【第三章】思索1



「雪音!3番テーブルに生2つお願い」


「りょーかーい!」


「雪音ちゃーん、パスタ上がるよー」


「ラジャー!」


「あっ、雪音!お冷も一緒にお願いね!」


「あいさー!」



本日、土曜日、午後20時30分 ─。

イタリアン酒場【TATSU】は、いつもに増して大盛況である。


「お姉さんごめーん!酒こぼしちゃったから、おしぼりちょうだい」


「今お持ちしまーす!」手に取ったおしぼりを、春香に奪い取られた。


「あたし持ってくから、アンタ追加の酒お願い」


「あいよ!」一見、仕事を押し付けられたように見えるが、これは春香の優しさだ。戻ってきた春香はオエッと吐く真似をする。「また触られた?」


「二の腕ね。ホント最悪あのじじい、テーブル行く度触りがって」


「ゴメン。次わたし行くから」


「いーわよ。アンタすぐ固まるし。あたしは慣れてるから」


「いや、でも・・・」


「おーい、アヒージョ上がるよー」


「はーい!」春香とハモった。



慌ただしい時間が過ぎ、ラストーオーダーの提供を終えて一息ついたところで、わたしと春香は目を合わせた。またか、とうんざりする。

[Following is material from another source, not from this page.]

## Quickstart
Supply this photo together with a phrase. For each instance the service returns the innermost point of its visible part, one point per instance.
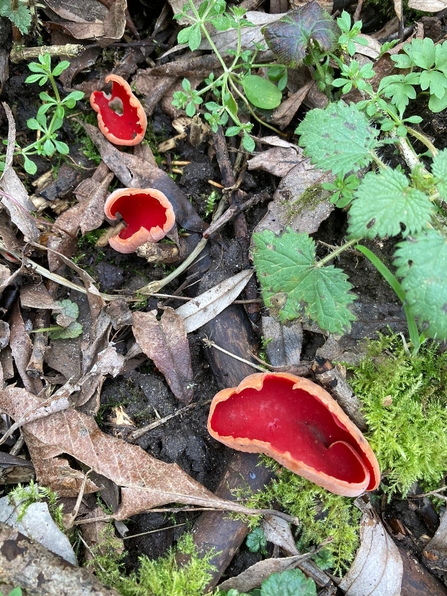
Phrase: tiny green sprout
(50, 115)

うんざりの対象は、先程お酒をこぼしておしぼりを要求したじじ・・・中年のおじさまだ。

毎週土曜日にお友達らしき人物とやってきては、ワインを飲むだけ飲んで閉店間際に寝るという、ここ最近現れた要注意人物である。そのお友達は寝ているおじさんを置いて帰ってしまうため、まったくタチが悪い。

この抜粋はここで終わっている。